Perguntas Frequentes

Quais são os critérios para classificar uma criança com dengue no Grupo B?

Uma criança é classificada no Grupo B se não apresentar sinais de alarme, mas tiver alguma condição de risco, como idade inferior a 2 anos, comorbidades (diabetes, cardiopatias) ou sangramento espontâneo.

Qual a importância do hematócrito no manejo da dengue em crianças?

O hematócrito é um indicador crucial de hemoconcentração, que sugere extravasamento plasmático e risco de choque.
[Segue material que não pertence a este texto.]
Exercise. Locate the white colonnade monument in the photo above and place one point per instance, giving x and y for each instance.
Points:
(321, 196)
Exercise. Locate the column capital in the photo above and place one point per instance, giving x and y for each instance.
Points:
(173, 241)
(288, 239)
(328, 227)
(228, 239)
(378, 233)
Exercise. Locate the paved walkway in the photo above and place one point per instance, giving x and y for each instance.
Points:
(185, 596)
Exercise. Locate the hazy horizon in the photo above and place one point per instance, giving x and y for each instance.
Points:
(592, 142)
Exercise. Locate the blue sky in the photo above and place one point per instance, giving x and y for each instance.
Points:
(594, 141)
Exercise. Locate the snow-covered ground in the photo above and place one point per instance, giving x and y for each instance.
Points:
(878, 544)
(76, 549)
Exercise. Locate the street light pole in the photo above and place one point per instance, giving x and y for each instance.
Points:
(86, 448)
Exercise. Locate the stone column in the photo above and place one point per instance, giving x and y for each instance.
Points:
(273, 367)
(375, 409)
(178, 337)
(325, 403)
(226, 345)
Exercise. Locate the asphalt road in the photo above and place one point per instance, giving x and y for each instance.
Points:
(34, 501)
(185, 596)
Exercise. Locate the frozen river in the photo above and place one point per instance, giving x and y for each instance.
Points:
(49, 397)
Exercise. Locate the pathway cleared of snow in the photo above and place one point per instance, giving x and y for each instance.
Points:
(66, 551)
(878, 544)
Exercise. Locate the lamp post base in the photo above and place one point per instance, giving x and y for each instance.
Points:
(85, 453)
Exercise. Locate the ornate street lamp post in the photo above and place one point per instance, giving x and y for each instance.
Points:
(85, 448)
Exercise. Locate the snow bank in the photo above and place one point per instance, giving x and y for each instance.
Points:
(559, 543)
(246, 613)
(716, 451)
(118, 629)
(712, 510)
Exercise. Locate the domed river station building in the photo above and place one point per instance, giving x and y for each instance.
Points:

Sua monitorização seriada é fundamental para guiar a terapia de fluidos e identificar a progressão para formas mais graves da doença.

Quando uma criança com dengue deve ser reavaliada após a consulta inicial?

Crianças no Grupo A (sem risco e sem sinais de alarme) podem ser reavaliadas em 72 horas. Crianças no Grupo B (com risco, mas sem sinais de alarme) devem ser reavaliadas em 24 horas devido à maior vulnerabilidade.